まあ、同じ連れていかれなくなるんだったら、泣くだけじゃなくて、「お父さんの部屋は臭いからイヤだった」って言えてたら、何か変わっていたかもねえ。


【ギャン泣きしてまで拒否したかったもの】


昭和の時代は喫煙率が高く、とにかくオフィスの仕事中でも会議中でも、バスや新幹線の中でさえも、タバコの煙が漂っているのが当たり前でした。
もちろん、社員旅行の部屋でも、子供がいようがいまいが関係なくタバコが吸われていました。けれど、親に連れてこられた子供には、親のいる部屋以外に泊まるという選択肢はありません。

今思えば、その独特の臭さは好きではないけれど、ある程度慣れていたはずでした。父親が家でも普通にタバコを吸っていたからです。
ではなぜ、この時は父親たちの部屋に行きたくなかったのか。

当時、小学生だった自分には言語化できなかったのですが、今ならその本当の理由はこれだったな、というものが思い当たります。
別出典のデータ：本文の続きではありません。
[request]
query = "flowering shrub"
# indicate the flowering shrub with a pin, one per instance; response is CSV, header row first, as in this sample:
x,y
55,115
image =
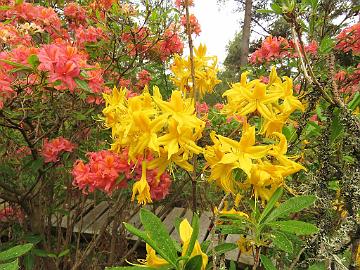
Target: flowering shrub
x,y
271,142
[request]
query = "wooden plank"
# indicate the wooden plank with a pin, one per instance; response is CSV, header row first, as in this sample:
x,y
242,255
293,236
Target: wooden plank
x,y
233,255
88,205
91,217
98,223
205,222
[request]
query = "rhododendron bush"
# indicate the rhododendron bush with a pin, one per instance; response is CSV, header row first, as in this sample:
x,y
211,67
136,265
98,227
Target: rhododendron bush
x,y
99,106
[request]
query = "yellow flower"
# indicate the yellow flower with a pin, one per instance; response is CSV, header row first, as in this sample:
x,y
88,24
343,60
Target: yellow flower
x,y
186,231
152,260
205,72
248,98
226,155
141,188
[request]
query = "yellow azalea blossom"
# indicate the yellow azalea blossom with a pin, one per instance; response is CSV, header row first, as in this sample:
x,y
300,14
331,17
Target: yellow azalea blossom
x,y
141,188
186,231
226,155
248,98
152,260
174,140
264,179
245,245
205,68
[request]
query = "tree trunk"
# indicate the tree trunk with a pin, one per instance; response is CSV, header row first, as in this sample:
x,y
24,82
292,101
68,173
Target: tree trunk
x,y
245,40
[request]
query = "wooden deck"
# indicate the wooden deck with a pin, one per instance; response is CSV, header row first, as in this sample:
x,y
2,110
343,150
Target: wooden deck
x,y
95,215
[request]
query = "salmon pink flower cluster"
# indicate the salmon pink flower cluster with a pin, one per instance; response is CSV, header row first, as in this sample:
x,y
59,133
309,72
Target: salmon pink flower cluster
x,y
108,171
75,12
143,78
9,213
274,48
90,34
348,39
63,64
182,3
6,92
170,45
42,16
11,35
52,149
348,81
194,24
101,172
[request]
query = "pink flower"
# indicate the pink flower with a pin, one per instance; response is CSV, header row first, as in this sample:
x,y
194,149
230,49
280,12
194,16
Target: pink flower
x,y
340,76
182,3
194,24
90,34
51,149
312,47
125,83
6,92
264,79
76,12
218,106
63,64
348,39
102,172
314,118
143,78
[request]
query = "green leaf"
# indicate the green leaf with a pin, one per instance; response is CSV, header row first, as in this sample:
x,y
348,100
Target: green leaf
x,y
205,245
269,206
15,252
276,8
194,235
64,253
144,236
295,227
131,268
355,102
159,234
326,45
195,263
33,60
336,128
318,266
282,242
225,247
232,265
290,206
29,261
83,85
10,266
267,263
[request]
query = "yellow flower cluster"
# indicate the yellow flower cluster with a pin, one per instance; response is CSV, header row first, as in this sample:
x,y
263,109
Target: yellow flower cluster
x,y
185,230
264,166
205,72
273,101
146,124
それは、あの男性ばかりがいる部屋で、自分だけが子供で、女だという、ただ一人異質であることを感じていたからです。存在を危ぶまれるような思いをしたとか、そんなことは全くありません。むしろ、気を遣われていたように思います。
しかし、何しろ居心地が悪い。身の置き所がない。そして臭い。
お姉さんたちの部屋が、居心地がよくて楽しかったのは、自分と同じ属性の人たちといられて、安心だったからです。

当時、父親は30代半ばでした。小学生の子供が、まさかそんなことを感じていたなんて、想像もできず、ただただ戸惑ったことでしょう。わたしが激しく泣いた理由がわからないので、また泣かれるのを嫌い、それ以降、社員旅行に連れていくのをやめたのでは、と思いますが、もしかすると異性の子供の親離れを感じたからかもしれません。
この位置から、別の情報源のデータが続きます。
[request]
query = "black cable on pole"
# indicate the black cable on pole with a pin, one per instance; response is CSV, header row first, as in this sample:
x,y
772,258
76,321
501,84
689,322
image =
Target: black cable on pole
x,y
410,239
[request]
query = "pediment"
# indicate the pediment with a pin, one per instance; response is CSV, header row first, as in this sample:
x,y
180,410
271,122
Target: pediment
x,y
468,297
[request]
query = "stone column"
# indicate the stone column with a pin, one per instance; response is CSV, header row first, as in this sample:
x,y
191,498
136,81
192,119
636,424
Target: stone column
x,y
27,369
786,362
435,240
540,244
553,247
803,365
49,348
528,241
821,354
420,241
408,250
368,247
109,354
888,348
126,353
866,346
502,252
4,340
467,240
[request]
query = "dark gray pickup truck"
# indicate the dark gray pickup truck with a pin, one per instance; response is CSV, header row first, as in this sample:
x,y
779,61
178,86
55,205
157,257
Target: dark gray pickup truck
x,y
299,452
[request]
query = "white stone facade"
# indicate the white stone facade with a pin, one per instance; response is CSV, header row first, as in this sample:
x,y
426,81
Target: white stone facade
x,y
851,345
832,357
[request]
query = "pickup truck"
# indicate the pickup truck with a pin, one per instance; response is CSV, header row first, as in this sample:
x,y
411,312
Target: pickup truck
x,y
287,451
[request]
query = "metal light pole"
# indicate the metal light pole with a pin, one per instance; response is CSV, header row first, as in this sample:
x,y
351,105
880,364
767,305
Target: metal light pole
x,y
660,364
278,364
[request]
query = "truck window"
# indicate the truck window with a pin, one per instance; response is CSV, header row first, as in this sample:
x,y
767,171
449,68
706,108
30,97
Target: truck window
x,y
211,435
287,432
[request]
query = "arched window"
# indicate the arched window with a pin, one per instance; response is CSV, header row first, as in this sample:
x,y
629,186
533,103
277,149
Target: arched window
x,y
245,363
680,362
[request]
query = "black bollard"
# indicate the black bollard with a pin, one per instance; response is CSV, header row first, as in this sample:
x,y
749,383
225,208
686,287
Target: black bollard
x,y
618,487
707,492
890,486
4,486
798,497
母親には、連れていかれないのは泣いたせいだ、と言われましたが、それは「男」や「父親」という存在に逆らってはいけないという固定観念があったからでは、と思われます。
そう言う母親も、本来は自己主張の激しい性格であるため、日々、身に降りかかる理不尽さと闘っていたらしいことは、わたしが大人になってから聞かされました。
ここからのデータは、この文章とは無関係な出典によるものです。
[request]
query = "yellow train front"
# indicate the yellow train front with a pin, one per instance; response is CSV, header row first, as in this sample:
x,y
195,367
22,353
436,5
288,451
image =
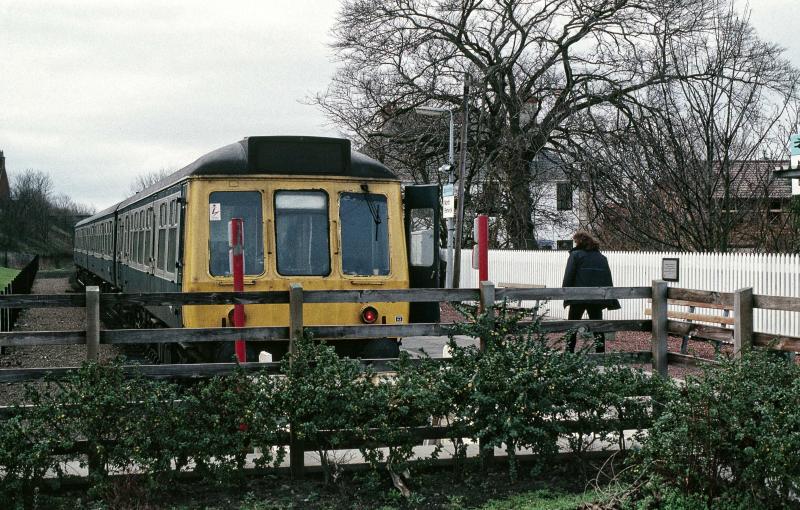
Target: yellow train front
x,y
315,213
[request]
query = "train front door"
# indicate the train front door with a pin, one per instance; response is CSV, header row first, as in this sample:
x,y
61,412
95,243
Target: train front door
x,y
422,225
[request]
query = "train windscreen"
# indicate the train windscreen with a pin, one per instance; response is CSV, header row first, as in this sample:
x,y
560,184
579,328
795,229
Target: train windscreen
x,y
365,234
301,230
224,206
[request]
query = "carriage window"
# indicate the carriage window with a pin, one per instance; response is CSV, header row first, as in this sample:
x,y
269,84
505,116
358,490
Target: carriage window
x,y
365,235
223,206
422,247
301,230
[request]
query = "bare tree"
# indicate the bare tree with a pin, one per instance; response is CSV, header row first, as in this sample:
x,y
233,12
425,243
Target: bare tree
x,y
27,215
533,67
687,164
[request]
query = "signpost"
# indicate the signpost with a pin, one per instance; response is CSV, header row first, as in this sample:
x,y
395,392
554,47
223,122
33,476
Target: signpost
x,y
794,161
670,269
448,202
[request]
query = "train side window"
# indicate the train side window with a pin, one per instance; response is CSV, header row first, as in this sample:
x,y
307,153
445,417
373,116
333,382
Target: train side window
x,y
173,237
422,242
161,246
365,235
148,236
223,206
301,231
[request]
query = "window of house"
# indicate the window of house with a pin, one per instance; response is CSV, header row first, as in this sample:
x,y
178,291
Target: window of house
x,y
564,244
563,196
301,232
224,206
365,234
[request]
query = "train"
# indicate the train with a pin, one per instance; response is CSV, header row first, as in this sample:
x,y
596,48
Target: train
x,y
314,211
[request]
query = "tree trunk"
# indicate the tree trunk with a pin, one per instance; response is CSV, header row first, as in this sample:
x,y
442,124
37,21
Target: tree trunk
x,y
518,214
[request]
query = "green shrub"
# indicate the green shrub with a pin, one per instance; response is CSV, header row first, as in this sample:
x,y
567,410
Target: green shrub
x,y
732,433
524,393
328,400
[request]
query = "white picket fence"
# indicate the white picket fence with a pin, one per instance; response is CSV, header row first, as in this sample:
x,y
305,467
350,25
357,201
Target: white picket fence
x,y
771,274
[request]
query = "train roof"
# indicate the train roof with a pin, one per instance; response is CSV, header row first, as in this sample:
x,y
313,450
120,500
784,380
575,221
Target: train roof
x,y
276,155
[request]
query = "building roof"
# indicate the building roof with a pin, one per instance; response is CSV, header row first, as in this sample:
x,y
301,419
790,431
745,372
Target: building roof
x,y
757,179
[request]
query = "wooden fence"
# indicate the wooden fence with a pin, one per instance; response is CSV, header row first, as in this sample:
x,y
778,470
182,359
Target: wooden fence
x,y
742,302
21,284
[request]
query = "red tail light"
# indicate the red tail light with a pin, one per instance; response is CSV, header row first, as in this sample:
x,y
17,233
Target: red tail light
x,y
369,315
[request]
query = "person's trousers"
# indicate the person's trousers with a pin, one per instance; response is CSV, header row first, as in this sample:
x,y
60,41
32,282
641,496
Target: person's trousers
x,y
595,314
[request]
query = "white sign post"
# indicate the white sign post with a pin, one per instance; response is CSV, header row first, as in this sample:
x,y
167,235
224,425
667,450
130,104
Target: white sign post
x,y
448,201
794,161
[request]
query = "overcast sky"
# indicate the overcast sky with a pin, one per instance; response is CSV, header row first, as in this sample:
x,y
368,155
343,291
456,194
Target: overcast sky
x,y
95,92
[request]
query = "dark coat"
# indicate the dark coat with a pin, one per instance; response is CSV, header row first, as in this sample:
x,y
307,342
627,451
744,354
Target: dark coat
x,y
588,268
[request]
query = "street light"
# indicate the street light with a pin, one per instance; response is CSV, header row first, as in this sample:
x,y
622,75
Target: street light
x,y
438,112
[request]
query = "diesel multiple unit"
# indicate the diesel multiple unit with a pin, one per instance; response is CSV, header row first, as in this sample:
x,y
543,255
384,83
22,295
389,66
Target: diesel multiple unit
x,y
314,212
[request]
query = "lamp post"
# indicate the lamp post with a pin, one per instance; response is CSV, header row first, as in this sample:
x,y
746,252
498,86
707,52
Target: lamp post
x,y
436,112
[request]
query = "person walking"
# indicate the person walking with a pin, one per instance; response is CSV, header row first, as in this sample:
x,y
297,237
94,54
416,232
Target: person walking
x,y
587,267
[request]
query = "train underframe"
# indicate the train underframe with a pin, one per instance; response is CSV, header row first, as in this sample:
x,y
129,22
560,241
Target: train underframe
x,y
132,316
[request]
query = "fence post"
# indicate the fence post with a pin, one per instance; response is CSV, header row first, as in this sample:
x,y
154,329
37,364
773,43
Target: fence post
x,y
660,328
487,303
92,322
743,321
487,292
4,326
296,446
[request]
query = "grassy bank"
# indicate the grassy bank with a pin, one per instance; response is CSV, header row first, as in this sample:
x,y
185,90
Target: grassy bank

普段は従順な子供がなぜか激しく逆らった、その「なぜ」を子供本人に問いかけてもらえたらよかったかな、と思います。そして、子供本人も「なぜ」のところを何でもいいので言う。聞き入れてもらえないかもしれないけど、とにかく言う。それは、自分自身のために

でも、なかなかうまく自己主張ができないまま育っていっちゃったんだな、わたしは。